Emad
Abdullah
ESL
100
Oct
9, 2017
Final
draft
Surviving
When I hear the
word dictatorship, I think about what my mother and my grandparent’s lives were
like in Ethiopia. There was a dictator that ruled in Ethiopia called Mengistu
Haile Mariam (Derg) from 1977 to 1987. The Derg was the organization that use
to help Mengistu, and they still exist in Ethiopia at this moment. Mengistu
used to kill and throw in prison anyone who defied him or wanted to create a
revolution. Ethiopia was affected by corruption, there wasn’t any democracy,
and it was hard for people to live under those conditions. People in my
Ethiopia were moving to other countries to have a better life. My mom and her siblings
were couple of the people who wanted to have a better future. The dictatorship
in Ethiopia has affected my mother and her family in unusual ways.
My mother was
sixteen years old when my grandfather wanted her, her sisters, and her brother
to leave this country and go to Somalia. They had to go there by foot and try
not to be caught by the Derg army. They didn’t have a lot of supplies or water,
so it was challenging to get there. They had to do anything in order to
survive. They used to drink water in the river that people and animals were
peeing in. I can’t imagine how they got there, but they eventually made it to
Somalia. My mother said that there were times where they thought of giving up,
but they were fighters and have never given up. When they got to Somalia, there
were people that they knew who got there before them, so they helped them to go
to a United Nation refugee camp in Somalia. They gave them bed, food, clothes,
and shoes. After eight months, they started living in the city to begin a new
life.
Living in a new
world made my mother miss her parents and her friends who were still in danger
back in her home country. She missed the food and the environment were she used
to live in. There were no telephones at that time, so it was tough to
communicate with their loved ones in Ethiopia. My mother used to send letters
to make sure that her father and mother were healthy and well. Everything in
Somalia seemed so strange to her: the streets, the people, and the language. They
had a rough time adapting to the Somalian culture, especially the language. After
four years in Somalia, my mother’s father and mother went to Somalia to check
on their children. This was the reunion was that my mother dreamed of for years.
On the other hand,
when my grandfather and grandmother were in Somalia, they almost lost their
whole house in Ethiopia. My grandfather got a letter from his friend that sayed,
“you should come back home get back your house.” When my grandparents went back
to Somalia, they left their home without no protection, so the government wanted
to give the house to other people. One of Mengistu Haile Mariam’s famous
policies was land redistribution, which is to take land or houses from that
people who had a lot and give it for the people who didn’t.

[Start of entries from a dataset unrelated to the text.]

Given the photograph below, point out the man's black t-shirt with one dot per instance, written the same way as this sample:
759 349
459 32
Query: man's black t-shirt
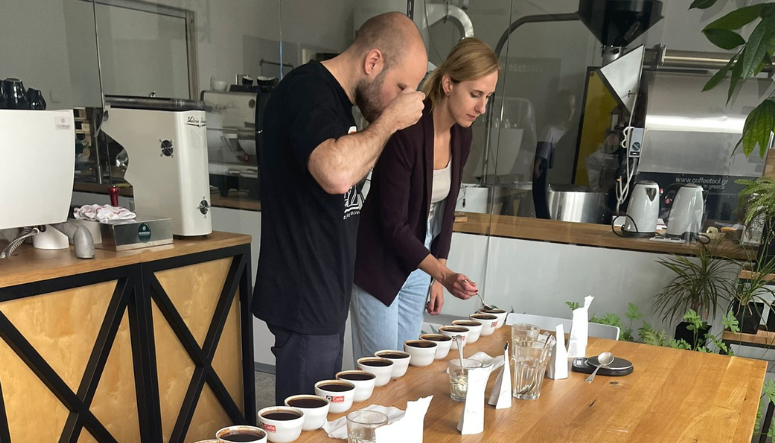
305 267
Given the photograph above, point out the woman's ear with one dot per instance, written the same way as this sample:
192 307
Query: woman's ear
446 84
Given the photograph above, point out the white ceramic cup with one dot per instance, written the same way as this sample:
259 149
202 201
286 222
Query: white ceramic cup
489 322
451 331
339 392
281 430
218 85
443 342
364 383
474 329
314 416
500 313
422 352
381 367
400 361
259 433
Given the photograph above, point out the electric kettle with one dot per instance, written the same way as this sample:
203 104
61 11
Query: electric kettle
643 210
685 218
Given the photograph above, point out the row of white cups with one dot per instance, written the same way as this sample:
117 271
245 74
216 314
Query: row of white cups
281 424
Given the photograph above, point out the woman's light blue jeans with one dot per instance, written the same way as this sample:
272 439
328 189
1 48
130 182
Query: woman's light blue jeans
377 327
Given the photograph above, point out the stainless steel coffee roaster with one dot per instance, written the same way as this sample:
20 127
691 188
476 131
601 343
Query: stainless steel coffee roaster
644 117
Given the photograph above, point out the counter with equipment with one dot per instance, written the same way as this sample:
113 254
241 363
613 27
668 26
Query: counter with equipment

My grandparents
knew the risk of leaving the house behind, but they can’t change what was
happing. Therefore, my grandmother and grandfather went back to Ethiopia to get
their house back. When they got there, the government gave them a choice to
give up half of their house or they would take all of it. My grandparents knew
that they couldn’t fight them in court, so they gave up. My grandfather’s house
had six rooms, so he had to give two rooms away to the people who didn’t have a
house. When I was living in Ethiopia, I used to live in my grandfather’s house.
The people who the government gave our house to still live in our house, which
makes me mad when I think about it because we didn’t have a lot privacy while
they were living with us.
Today, when I meet
someone from Somalia, I think about my mother and her parents and how they used
to look up to each other during the tough time of their lives in order to
survive. If my mother had not gone to Somalia, she wouldn’t have gone to Saudi
Arabia where she eventually met my father, which means my siblings and I
wouldn’t have been brought to this world. Even though I haven’t had any
experiences like my mother, I feel like I was part of her journey because when
my mother speak the language that she learned in Somalia and Saudi Arabia I
feel like there is part of me that feels connected to those countries.